The building process of random forests algorithm, which is broadly divided into, to be extracted training set, training decision tree and algorithm creation and executes. Wherein the forest scale nTree and sub-set size k of attributive character is the important parameter in training process.The scale of forest is big The quantity of base classifier in small presentation class device, the sub-set size of attributive character refer to the node of decision tree divided when It waits, for carrying out calculating the feature quantity of best attributes.When decision tree is classified, it will usually in all features randomly Select log₂M+1 orA feature is used to calculate best Split Attribute.Wherein M is the quantity of input variable, the Partial Feature Without participating in calculating, only it is responsible for the calculating of best Split Attribute, its purpose is to reduce the correlation between tree, improves every The classification accuracy of tree.

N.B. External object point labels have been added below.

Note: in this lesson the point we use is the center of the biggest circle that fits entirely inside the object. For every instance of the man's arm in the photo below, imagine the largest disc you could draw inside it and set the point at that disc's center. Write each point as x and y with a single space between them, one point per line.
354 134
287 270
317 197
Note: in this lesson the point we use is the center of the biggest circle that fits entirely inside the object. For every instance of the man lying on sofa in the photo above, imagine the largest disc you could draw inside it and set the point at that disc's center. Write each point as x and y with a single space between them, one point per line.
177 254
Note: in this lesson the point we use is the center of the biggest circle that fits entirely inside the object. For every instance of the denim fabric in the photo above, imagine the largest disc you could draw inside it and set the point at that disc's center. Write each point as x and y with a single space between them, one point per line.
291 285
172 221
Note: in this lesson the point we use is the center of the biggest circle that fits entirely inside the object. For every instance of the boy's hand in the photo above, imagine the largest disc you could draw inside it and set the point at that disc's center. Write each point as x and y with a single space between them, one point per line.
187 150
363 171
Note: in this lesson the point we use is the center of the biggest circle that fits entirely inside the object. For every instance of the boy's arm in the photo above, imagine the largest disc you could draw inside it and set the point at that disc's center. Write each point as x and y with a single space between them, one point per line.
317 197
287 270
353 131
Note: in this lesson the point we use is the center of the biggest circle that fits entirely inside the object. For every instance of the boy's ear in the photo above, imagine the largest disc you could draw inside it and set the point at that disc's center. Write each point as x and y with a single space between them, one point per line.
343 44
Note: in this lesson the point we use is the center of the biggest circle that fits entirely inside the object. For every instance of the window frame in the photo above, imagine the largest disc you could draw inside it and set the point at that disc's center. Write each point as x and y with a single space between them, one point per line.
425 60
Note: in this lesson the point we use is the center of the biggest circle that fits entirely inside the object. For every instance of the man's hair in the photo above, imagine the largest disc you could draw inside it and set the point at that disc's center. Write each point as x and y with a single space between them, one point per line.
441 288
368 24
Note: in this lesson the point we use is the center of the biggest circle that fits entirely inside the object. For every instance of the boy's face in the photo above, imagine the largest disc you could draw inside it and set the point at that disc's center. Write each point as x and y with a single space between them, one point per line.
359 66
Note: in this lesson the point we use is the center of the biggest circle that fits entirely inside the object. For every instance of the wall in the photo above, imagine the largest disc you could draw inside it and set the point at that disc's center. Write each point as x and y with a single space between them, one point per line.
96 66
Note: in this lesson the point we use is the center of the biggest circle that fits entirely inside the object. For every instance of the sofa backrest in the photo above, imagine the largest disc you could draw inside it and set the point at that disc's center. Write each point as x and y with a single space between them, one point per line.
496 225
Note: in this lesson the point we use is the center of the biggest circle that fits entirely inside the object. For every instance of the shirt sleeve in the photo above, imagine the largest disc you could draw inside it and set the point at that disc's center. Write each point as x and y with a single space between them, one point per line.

Parameter nTree is bigger, then the decision tree in random forest is more, and the diversity of random forest grader is better, point Class precision is higher；But classifying quality tends to constant after nTree reaches certain value, causes the time and space meter of classifier instead Calculation amount is big, explanatory reduction.NTree is too small, then causes the reduction of classifier diversity, classification performance is deteriorated, precision reduces.K table During showing creation random forest, without being sampled from total characteristic concentration with putting back to formula when node split, obtained character subset Size.Under normal conditions, k value is constant when creating decision tree, and is much smaller than the size of total characteristic collection, and meaning is can be to prevent Only there is over-fitting in classifier, while increasing the diversity between decision tree.When k value is excessive, it will cause more between decision tree Sample is low, reduces classifying quality；When k value is too small, although diversity is very high between base classifier, the nicety of grading of classifier, Generalization ability can all reduce.

It can be seen that the parameter for influencing random forests algorithm calculating speed and classifying quality specifically includes that random forest Scale nTree, the sub-set size k of attributive character.The sub-set size k of attributive character relatively common value has 1,log₂M+1, when M value is smaller, usually selection log₂M+1 algorithm performance is preferable, but that does not fix takes Value method.

If in fact, a large amount of studies have shown that an Ensemble classifier algorithm is in training, base classifier can reach compared with High nicety of grading, and be independently independent of each other between each base classifier, then the Ensemble classifier algorithm can achieve very ideal Classification results.Therefore, when improving to random forest network, it is only necessary to improve the classification essence of single decision tree as much as possible Degree, while guaranteeing to set and be independent of each other between setting.Therefore, to the performance of raising random forests algorithm, need to guarantee sample The validity and diversity in space and proper subspace.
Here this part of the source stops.